Harding grinned good-naturedly.

"Don't you know who I am?" he asked.

"No, I don't, and I don't give a damn!" replied Bishop, looking at him more closely, I thought.

"Did you know a young fellow named Harding when you were a boy?" asked
Harding.

"Bob Harding?"

"Yes, Bob Harding!"

"Do you mean to tell me that you're the Bob Harding who uster live on a farm near Buckfield, Maine?" asked Bishop, the anger dying from his voice.

"That's what I am!" declared the millionaire, as Bishop came toward him, a curious smile on his tanned face. "How are you, Jim?"
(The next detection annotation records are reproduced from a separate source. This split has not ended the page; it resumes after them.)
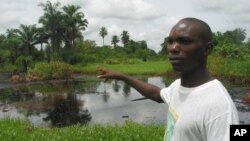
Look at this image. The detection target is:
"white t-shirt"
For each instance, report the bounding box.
[160,79,239,141]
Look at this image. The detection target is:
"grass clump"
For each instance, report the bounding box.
[28,61,73,80]
[0,119,165,141]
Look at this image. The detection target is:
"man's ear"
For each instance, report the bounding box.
[205,42,214,56]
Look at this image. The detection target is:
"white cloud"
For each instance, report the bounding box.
[0,0,250,51]
[85,0,160,20]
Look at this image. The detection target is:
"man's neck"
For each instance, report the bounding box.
[181,68,213,87]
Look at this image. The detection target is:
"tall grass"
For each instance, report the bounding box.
[208,55,250,79]
[0,118,165,141]
[76,60,172,75]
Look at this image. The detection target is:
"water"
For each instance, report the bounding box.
[0,76,250,127]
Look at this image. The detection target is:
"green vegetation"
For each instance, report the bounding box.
[76,60,172,75]
[0,118,165,141]
[28,62,73,80]
[0,1,250,79]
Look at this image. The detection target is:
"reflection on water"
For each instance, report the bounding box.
[0,76,250,127]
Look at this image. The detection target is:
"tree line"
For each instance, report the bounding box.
[0,1,250,72]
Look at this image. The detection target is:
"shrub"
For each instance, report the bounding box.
[27,61,73,80]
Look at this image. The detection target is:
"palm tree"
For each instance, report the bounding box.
[111,35,120,48]
[15,24,38,56]
[62,5,88,47]
[99,27,108,46]
[38,1,63,56]
[6,29,22,64]
[121,30,129,46]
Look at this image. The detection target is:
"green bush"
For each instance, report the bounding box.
[28,61,73,80]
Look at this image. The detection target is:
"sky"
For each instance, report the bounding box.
[0,0,250,52]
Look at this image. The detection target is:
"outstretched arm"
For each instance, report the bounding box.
[96,67,163,102]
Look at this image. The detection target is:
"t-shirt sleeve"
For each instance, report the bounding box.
[160,87,170,104]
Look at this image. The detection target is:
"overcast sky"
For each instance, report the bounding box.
[0,0,250,51]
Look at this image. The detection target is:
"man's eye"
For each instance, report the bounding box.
[178,38,193,45]
[167,38,174,45]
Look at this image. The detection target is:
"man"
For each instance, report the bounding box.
[97,18,238,141]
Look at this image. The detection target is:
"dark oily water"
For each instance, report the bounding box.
[0,76,250,127]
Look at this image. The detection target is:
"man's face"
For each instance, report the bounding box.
[167,21,206,73]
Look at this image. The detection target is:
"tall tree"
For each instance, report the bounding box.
[6,29,22,64]
[15,24,38,56]
[62,5,88,47]
[99,27,108,46]
[223,28,247,44]
[111,35,120,48]
[121,30,129,46]
[38,1,63,57]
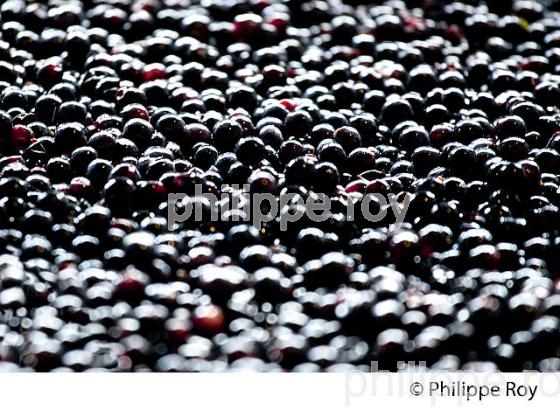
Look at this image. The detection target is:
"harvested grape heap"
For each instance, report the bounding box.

"Well; I'll be jiggered! How are you, Bob?" and they shook hands across the fence. For a moment neither spoke.

"It's thirty years or more since I've seen you," said Harding. "When did you move to this country?"

"Over twenty-five years ago," said Bishop. "And what have you been doing with yourself all these years? I surely hope you've found something better to do than play this here fool game an' knock people's heads off."

He tenderly rubbed the lump on his forehead.

"I just took this game up," said Harding rather sheepishly. "I've been building railroads."

"Are you Robert L. Harding, the railroad king that the papers talks so much erbout?" demanded Bishop.

"I guess I'm the fellow," admitted Harding.

"Well; I never would er believed it!" gasped Bishop, and then they shook hands again.

They sat on a rock and talked about Buckfield and their boyhood days for an hour. It seems that they were born and raised on adjoining farms, and were chums until Harding's father died, at which time Harding went West and found his fortune.

Not until the horses became restless and started to go home did Bishop note the passing of time. He cordially invited Harding and his daughter to come and call on him, and Harding did not hesitate in accepting the invitation.

Now that I think of it, none of us gave a thought to that ball, and I suppose it is out in the road yet. Harding said that was all the golf he wished that day, and so we went back to the club house.

"Talk about driving a ball six hundred yards, Smith," he said, as we came to the eighteenth tee. "I knocked that ball so far that I hit a boy in Maine, and that's hundreds of miles from here."